I fully understand, now, why my brother enlisted in the Marines after 9/11, and fuck, it hurts. I was three when the towers fell; I don't remember it. Don't remember much afterwards, either, but I do vaguely remember all the driving we did back then. We went to South Carolina for my brother's graduation from boot camp, we went to Virginia. Drove all the way to California, 3 days going, 4 days coming back when my brother was in San Diego at Camp Pendleton near Miramar. We spent a week there. I remember missing him when he was over in Iraq both times. I remember sending him and his buddies care packages; we sent a lot of cookies.

And we thought terrorism was a huge threat then. We rejoiced here in America, for good reasons when Osama Bin Laden was finally killed by the Seals, but did we think the threat was over?

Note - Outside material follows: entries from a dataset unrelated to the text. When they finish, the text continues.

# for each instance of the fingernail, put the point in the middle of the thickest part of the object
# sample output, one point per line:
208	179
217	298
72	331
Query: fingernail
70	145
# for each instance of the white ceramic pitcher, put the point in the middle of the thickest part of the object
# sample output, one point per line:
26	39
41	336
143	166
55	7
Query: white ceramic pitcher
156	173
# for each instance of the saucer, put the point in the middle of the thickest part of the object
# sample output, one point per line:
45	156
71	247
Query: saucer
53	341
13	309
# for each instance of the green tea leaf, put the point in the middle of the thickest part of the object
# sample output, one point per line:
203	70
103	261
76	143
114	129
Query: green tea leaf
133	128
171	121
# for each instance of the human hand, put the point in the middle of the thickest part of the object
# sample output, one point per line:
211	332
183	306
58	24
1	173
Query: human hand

No. It has only grown. And now there ISIS. The terrorist attacks in these recent few months have proved it, and the attacks in Paris tonight have only solidified that they are a threat.

Osama bin Laden's terrorism is what my brother and his friends were faced with when they were around 20 years old. Now, ISIS is the threat that MY friends and I face.

And I have never been so afraid of what the future will hold after this year. I have a few friends who've already been enlisted for a couple years, and now I have friends who are getting ready to enlist in less than a year. There's one who's already taken his oath; he leaves out for Parris Island in June. There's another who wants to be an army ranger. Another who's going for National Guard, infantry. I havw another friend whose going into the Navy once he turns 18 the summer after gaduation. These are my friends, best friends. My family. They've been at my for the past five years, and we have grown to be an incredible force of honor and loyalty through JROTC.

The threat of ISIS grows larger every day, more violent with every attack, and I fear what the future holds for my friends because of the danger that awaits them. When my brother was in Iraq, even though he fueled choppers, the fear of losing him didn't not really cross my mind, even through missing him over Christmas, when he was in Kuwait where it's 112 degrees in the shade

But now that I'm older, for my friends, that fear is very much present and alive.

It hurts like hell.

And people wonder why I'm so particular about Veteran's Day.

Good night, Mibba. I'll be thinking if Paris tonight.